Weißt du, Großvater, was mich traurig macht? Dass mir seit je die Vernünftigkeit abgefragt wird. Ich musste mir immer schon solche Erklärungen anhören, wie ... warte mal ... ich hab's! Ich saß im zuckelnden Bus, der Weg aus der Stadt war lang, neben einer Bekannten. [...] Wissen Sie, Icuka, was hier im Leben fehlt?
Sie hat [...] an ein Viertaktauto gedacht, das in sechs Sekunden auf hundert Stundenkilometer beschleunigt, an eine Kleinküchenmaschine, an Raffinessen, mit denen die Kapitalisten sexuelle Lüste erwecken, an DDTfreie Kartoffeln, nur an das eine nicht.
Das Spiel, Icuka, das Spiel fehlt in unserem Leben, sagte ich. Der blaue Bus fuhr gerade an einem Spielplatz vorbei.
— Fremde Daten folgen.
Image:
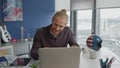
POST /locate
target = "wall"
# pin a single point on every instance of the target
(36, 13)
Als ich das sah, lachte ich beinahe auf. Man wird mich noch zum Aussteigen auffordern und in den Buddelkasten treiben. [...] Hier hast du das Spiel [...]!Aladar und Großvater brachen beim Anblick des Christushangs [...] in Tränen aus: - "Wann kommst du nach Hause, kommst du jemals nach Hause?" [...] Aladar holte [...] ein Taschentuch hervor und trocknete die Tränen von István Bischof auf. - "Großvater, Großvater! [...] wenn du daran glauben kannst, können wir noch schöne Tage erleben. Bloß sollst du daran glauben, Großvater."
"Weißt du - Aladar klammerte sich an seinen Großvater an - ich habe gedacht, dass die neue Welt, ich habe gedacht, dass eine neue Welt ... Onkel Anton, Onkel Kaspar, Onkel Johann, Onkel Adam, Onkel Franz und Onkel Stefan, sagt doch was, ihr habt ja auch, ihr alle habt ja auch gedacht ...!" [...] Aladar schämte sich, wer weiß, zum wievielten Male. Er dachte daran, was ihm herausgerutscht ist. Für solche Sachen (neue Welt und so) wird man in seinem Alter(4) ausgelacht.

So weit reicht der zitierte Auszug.